FK: It’s complex! I wonder, I’m sure there’s different perspectives on this from different artists as well. So.
ELM: Yeah. It’s hard. Even if you’re doing work for hire…this was the whole critique of Kindle Worlds, one of many when it came out, was actually, didn’t have anything to do with fanfiction, it was going to be taking work away from the commercial tie-in novelists. You want Vampire Diaries fanfiction, when really you’re just taking work away from people who are commissioned to write Vampire Diaries novels.
FK: Right, right. Part of that is there’s a very very strong argument that fanfiction and tie-in novels are very different things.
ELM: Right, but Kindle Worlds was not fanfiction.
FK: Right. It was tie-in.
ELM: It was another way for people to enter the tie-in space while kind of screwing the people who were already in there because this would allow the rights holders to have a better deal.
FK: At the same time I don’t think there was anybody who was actually getting famous within the Kindle Worlds space, whereas there are definitely fanartists who do become famous. So it’s weird and complex, I don’t know. I’ll be really interested to hear what our listeners have to say about this.
ELM: Yes please! People who have feelings. We would like to hear them. So would Leslie! If you don't know, it’s firstname.lastname@example.org and our Tumblr, which is our main site, fansplaining.tumblr.com. Our ask box is open, anon is on, in case you want to leave us—don’t leave us an angry anon, I shouldn’t have said it that way, but we have actually have people say “can I leave an anon,” you can.
FK: Yeah leave an anon, it’s fine.
ELM: Don’t be mean, please. And then you can also leave us a Facebook comment or tweet at us, Fansplaining at both of those.
FK: Comments are also on on Soundcloud, if commenting on Soundcloud is your jam.
ELM: Cause then you can leave the comment to the exact second you have a feeling.
FK: It’s really delicious actually. You can annotate our, if you.
ELM: And it’ll pop up!
FK: We’ve had one person do this and it was so satisfying when they did! So listeners, please.
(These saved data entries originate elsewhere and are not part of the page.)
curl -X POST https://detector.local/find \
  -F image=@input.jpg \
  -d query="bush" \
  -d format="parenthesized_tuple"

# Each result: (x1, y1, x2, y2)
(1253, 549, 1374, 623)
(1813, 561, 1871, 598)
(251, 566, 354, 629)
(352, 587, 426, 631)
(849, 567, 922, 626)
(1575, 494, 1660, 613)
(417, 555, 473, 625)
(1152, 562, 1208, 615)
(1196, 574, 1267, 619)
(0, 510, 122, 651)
ELM: And while we’re talking about comments, not to shamelessly turn this to self-pluggery, but you could also leave us a comment on iTunes and a rating because we’re not saying no to any one of those.
FK: And what else? Is there anything else?
ELM: It’s almost our anniversary!
ELM: What are you gonna get me? It’s our first anniversary. It’s like, paper. Will you buy me a newspaper? [FK laughs] It’s paper, right? The first one? I’ll get you a book!
FK: I will fold part of my Comic-Con program into a little hat for you.
ELM: A hat!
FK: A little hat.
ELM: Actually our anniversary has already passed, because I had to pay to renew fansplaining.com.
ELM: Cause Comic-Con was several weeks earlier last year, so we’re actually more than a year into it. But this will be a—
FK: It came up on Facebook for me. It came up on Facebook! It was like “remember?”
ELM: Remember when you met this person? Yeah good times. So we’ll be doing an anniversary episode in conjunction with our time that we had at Comic-Con. And I don’t know! It’ll be exciting. I don’t want to oversell it. It’ll be something.
FK: [laughs] Don’t undersell it either, Elizabeth!
ELM: It’ll be good.
FK: The episode’s gonna be awesome, we’re gonna have a lot of people on it, it’ll be fun, you should listen to it, and it’s gonna be next.
ELM: It is gonna be next! That’s a true fact about it.
FK: All right! I’ll talk to you later, Elizabeth.
ELM: Yeah, I look forward to it!
FK: All right, bye.
FK: [over the music] The opinions expressed in this podcast are not those of Stratus Media Ventures, Chimera Media Group, Chaotic Good, or our clients, or our employers, or anyone’s except our own.